Creating the Lambda Function

  1. Clone the git repo and cd to the pds-lambda-example directory.
git clone https://github.com/SCEDC/cloud.git
cd cloud/pds-lambda-example
  1. Create a Docker image named lambda-env using the Dockerfile:
docker build -t lambda-env .

This image runs Amazon Linux 2018.03 and has Python 3.7 and the yum packages required by ObsPy installed.

  1. Create the zip file, venv.zip, that will be used to create the Lambda function:
docker run -v $(pwd):/outputs lambda-env /bin/bash /outputs/build.sh

This command start a Docker container running the lambda-env image, mounts the current directory as /outputs in the container, and runs the script build.sh. This script installs ObsPy 1.2.2, NumPy 1.19.5, and SciPy 1.6.0 in a virtual environment and packages the virtual environment, necessary libraries, and process.py in a zip file named venv.zip. process.py contains the code of the Lambda function.

  1. Copy settings_example.py to settings.py, and update the variables in settings.py with values that make sense for your AWS account. These variables might need to be modified:
  • AWS_PROFILE - If your are not using a default profile in .aws/credentials, change this value to the profile name.
  • IAM_ROLE - Set this to your own IAM role.
  • LAMBDA_FUNCTION - Set this to the name of the Lambda function you want to create.
  • LAMBDA_BUCKET - Set this to the name of the S3 bucket that will contain venv.zip.
  • OUTPUT_BUCKET - Set this to the name of the S3 bucket that will contain your decimated output.
  • NCORES - Set this to the number of cores on your local computer that you want to use to call the Lambda function if you run decimate.py.
  1. Run create_lambda_function.py, which uploads venv.zip to LAMBDA_BUCKET and creates the Lambda function.
python3 create_lambda_function.py
  1. Run run_lambda.py to call the Lambda function on one seismogram.
python3 run_lambda.py

You should see the decimated file appear in your output S3 bucket as decimated/2016/2016_123/CIWCS2_BHE___2016123.ms.

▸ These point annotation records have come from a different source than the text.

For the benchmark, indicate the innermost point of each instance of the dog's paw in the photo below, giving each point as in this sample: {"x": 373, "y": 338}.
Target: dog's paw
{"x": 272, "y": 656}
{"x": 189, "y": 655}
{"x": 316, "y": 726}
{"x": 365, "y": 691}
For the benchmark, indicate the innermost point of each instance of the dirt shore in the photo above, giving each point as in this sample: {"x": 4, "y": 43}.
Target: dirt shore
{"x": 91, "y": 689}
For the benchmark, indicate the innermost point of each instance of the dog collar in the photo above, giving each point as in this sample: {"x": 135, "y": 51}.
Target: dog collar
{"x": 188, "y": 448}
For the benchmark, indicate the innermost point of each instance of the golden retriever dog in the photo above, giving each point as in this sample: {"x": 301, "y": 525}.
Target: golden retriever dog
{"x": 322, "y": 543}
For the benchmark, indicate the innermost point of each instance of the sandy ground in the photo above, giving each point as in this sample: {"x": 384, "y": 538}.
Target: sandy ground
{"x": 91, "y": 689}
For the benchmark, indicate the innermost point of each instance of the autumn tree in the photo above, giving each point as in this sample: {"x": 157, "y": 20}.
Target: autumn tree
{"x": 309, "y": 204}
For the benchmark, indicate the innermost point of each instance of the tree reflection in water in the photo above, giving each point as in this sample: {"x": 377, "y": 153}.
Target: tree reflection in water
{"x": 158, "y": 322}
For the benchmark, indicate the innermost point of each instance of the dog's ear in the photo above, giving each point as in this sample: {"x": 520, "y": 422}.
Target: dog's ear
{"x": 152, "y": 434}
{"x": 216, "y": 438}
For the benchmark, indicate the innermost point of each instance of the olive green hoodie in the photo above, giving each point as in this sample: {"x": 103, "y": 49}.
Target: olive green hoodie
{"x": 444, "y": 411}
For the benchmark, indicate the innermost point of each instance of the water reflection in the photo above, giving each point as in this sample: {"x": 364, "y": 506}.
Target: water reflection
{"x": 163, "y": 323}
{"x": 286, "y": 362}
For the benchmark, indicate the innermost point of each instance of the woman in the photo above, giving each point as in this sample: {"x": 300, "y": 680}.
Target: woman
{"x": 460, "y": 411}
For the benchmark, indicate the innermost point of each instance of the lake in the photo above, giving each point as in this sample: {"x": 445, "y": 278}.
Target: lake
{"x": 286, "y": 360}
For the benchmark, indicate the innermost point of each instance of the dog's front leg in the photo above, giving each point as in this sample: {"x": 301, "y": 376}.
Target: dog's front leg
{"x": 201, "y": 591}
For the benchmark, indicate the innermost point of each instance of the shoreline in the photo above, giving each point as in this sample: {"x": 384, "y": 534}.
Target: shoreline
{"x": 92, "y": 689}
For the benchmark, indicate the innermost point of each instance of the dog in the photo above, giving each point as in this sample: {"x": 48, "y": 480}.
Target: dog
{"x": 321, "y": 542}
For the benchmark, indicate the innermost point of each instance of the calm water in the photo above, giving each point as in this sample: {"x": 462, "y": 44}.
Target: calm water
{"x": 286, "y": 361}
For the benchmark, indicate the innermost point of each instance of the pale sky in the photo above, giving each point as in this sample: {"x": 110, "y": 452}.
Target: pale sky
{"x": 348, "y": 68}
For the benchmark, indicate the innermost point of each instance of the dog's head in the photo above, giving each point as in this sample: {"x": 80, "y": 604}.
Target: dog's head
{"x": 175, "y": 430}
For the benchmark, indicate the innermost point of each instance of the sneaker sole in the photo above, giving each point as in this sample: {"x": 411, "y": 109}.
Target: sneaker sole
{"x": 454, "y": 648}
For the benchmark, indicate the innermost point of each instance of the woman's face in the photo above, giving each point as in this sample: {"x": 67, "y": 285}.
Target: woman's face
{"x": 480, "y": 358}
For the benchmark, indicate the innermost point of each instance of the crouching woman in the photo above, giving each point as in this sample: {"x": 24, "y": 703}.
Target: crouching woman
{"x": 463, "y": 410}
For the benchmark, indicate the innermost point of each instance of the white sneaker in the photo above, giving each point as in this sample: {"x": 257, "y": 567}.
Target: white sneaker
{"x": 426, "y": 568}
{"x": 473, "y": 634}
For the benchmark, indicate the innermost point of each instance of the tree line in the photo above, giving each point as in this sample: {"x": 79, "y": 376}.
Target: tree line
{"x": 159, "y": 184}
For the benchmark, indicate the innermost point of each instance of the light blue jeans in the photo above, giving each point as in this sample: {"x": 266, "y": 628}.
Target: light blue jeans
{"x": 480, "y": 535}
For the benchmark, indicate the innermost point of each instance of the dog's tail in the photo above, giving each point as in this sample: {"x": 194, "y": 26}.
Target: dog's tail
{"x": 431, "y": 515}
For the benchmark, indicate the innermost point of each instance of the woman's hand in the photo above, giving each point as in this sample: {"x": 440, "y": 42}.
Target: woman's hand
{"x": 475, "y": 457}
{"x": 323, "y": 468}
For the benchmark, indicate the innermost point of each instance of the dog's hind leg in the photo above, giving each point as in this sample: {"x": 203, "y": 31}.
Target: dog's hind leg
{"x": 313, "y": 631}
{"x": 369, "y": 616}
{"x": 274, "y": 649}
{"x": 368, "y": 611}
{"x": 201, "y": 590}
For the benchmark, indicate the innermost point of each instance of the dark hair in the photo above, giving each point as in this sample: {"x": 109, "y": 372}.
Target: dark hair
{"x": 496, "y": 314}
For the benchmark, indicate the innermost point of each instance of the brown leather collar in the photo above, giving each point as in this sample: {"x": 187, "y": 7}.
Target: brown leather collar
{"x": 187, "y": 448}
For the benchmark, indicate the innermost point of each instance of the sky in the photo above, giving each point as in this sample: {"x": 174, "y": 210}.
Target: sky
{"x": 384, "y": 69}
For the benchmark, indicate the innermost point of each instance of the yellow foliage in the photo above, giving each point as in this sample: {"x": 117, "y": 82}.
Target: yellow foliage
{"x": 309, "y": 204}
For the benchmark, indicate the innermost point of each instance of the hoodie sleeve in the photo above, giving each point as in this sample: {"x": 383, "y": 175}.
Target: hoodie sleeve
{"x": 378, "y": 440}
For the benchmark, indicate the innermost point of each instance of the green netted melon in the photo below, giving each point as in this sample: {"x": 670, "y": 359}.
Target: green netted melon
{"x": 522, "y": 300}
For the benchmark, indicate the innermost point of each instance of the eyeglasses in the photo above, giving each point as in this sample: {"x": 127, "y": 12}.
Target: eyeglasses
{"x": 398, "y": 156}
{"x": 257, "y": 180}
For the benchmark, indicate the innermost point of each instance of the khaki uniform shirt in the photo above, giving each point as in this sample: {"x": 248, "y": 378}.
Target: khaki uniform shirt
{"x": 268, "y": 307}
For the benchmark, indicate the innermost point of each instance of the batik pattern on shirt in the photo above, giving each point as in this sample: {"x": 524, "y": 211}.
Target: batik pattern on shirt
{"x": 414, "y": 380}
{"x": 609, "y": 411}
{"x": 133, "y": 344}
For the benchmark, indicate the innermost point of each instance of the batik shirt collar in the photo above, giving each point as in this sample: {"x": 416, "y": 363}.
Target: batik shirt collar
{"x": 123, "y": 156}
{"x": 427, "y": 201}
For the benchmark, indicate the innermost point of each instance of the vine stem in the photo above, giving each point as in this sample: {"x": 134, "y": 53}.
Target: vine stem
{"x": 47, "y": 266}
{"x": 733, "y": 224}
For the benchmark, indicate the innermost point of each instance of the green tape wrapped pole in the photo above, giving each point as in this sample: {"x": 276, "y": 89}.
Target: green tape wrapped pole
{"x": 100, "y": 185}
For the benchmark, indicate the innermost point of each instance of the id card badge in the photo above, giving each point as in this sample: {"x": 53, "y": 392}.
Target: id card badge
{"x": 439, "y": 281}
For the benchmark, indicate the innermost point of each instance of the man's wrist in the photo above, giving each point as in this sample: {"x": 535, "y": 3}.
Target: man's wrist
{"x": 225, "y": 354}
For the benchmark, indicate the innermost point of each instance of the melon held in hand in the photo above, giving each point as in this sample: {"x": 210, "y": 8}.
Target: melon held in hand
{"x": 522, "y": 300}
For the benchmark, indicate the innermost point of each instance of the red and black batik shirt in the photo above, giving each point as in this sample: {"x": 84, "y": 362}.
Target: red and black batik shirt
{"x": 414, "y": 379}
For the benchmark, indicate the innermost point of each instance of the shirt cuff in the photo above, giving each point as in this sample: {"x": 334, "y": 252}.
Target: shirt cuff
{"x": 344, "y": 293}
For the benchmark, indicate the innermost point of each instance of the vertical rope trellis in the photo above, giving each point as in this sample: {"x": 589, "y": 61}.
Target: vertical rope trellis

Decimating Multiple Seismograms

decimate.py will call the Lambda function on each seismogram in a list of seismograms, using the concurrent.futures module to call Lambda in parallel. The value of NCORES in settings.py determines the number of parallel threads.

Example: Create a file named seismograms.txt that contains the following keys from the Open Data Set:

continuous_waveforms/2016/2016_001/AZBZN__BHE___2016001.ms
continuous_waveforms/2016/2016_001/AZBZN__BHN___2016001.ms
continuous_waveforms/2016/2016_001/AZBZN__BHZ___2016001.ms
continuous_waveforms/2016/2016_001/AZCPE__BHE___2016001.ms

Run:

python3 decimate.py seismograms.txt

to produce decimated waveforms in your S3 output bucket.

You can use the shell script make_listings to help you generate a list of seismograms. For example, to generate a list of seismograms from BH channels from January 1 to 31, 2016, and store them in the file jan2016.txt, run:

./make_listings 2016 1 31 >jan2016.txt

Decimate the seismograms in jan2016.txt by running:

python3 decimate.py jan2016.txt

You can also use the awscli module to explore the Public Data Set:

aws s3 ls s3://scedc-pds/continuous_waveforms/

and determine which seismograms you want to process.

Updating the Lambda Function

If you need to modify the Lambda function but don't need additional libraries, update process.py and run:

zip -r venv.zip process.py

to replace the version of process.py in venv.zip.

Then run:

python3 update_lambda_function.py

to upload the new version of venv.zip and reload the Lambda function.